Dr. Doug Koopman, Professor of Political Science at Calvin University and former program director for the Henry Institute clearly recalls Lewis’s visit to Calvin.
The Henry Lecture brings a prominent Christian political practitioner to campus to address some aspect of the interplay between religion and politics, inspiring Calvin participants and the broader community to actively integrate a Christian worldview and practical politics. In 2000, Representative Lewis was the first sitting politician, the first active U.S. House member, and the first African-American to deliver a Henry Lecture, in that fourth year of the Institute’s existence.
As a young college student and civil rights activist during the 1960’s, John Lewis led a series of sit-in demonstrations at segregated lunch counters in the South, led the Student Nonviolent Coordinating Committee (SNCC) and helped organize the March on Washington for Jobs and Freedom in August of 1963. At that demonstration, Lewis gave one of the keynote addresses, a speech that propelled him to the front of the civil rights leadership.
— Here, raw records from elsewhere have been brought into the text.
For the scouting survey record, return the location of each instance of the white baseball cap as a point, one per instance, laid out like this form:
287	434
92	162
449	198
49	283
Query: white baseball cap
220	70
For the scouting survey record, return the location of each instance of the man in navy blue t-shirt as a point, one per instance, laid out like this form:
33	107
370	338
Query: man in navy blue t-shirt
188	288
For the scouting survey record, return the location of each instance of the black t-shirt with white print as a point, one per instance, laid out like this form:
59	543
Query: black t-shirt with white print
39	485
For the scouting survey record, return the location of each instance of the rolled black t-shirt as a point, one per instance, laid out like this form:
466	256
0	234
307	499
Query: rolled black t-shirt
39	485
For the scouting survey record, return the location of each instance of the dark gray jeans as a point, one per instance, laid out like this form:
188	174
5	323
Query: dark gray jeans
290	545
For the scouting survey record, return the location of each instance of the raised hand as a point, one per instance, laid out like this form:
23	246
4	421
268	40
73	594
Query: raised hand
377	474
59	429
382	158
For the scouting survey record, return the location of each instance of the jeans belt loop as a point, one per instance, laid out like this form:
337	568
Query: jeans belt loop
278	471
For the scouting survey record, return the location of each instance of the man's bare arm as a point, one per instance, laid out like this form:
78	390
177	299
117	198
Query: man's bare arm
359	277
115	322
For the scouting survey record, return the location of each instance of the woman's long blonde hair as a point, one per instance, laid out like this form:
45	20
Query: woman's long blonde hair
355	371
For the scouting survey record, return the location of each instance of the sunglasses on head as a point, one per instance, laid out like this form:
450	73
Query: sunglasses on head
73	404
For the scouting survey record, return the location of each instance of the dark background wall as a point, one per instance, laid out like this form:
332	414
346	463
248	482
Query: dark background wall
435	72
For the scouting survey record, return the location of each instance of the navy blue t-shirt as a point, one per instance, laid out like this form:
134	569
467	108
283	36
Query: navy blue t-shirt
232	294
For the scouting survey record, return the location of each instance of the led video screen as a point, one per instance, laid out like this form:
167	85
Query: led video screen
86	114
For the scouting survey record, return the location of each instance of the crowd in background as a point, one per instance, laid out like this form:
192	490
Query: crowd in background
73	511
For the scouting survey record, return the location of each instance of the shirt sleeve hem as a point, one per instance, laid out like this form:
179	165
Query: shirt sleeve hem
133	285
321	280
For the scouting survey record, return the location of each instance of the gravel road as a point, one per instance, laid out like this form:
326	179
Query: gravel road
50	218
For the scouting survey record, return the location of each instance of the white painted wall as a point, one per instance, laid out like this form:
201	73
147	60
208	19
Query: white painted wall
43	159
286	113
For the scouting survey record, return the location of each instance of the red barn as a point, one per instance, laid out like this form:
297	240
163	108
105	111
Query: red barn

As a prominent figure in the civil rights movement, Lewis was a regular target of law enforcement officers, and he was arrested at least 45 times and attacked by police on numerous occasions. Most publicized of those incidents was his beating while kneeling to pray on the Bloody Sunday march across the Edmund Pettus Bridge in Selma, Alabama in 1965.
At that Henry Lecture in 2000, I remember Lewis clearly infusing personal faith into his talk, as he stated that Christians must be present in the public square, strongly drawing on their faith commitments. Lewis believed that Christians needed to expand the original meaning of the civil rights activists’ “beloved community” beyond racial considerations, to include a range of other issues including economic justice—both domestically and worldwide. For Lewis, the underlying principle of his vision for this effective and faithful Christian social action was always nonviolence.
Representative Lewis’ very personal and honest message at the Lecture, and through all his years of public service, was rooted in his belief that Christians in our country can and will make a difference against the injustices that surround us. He called on all of us to answer that call.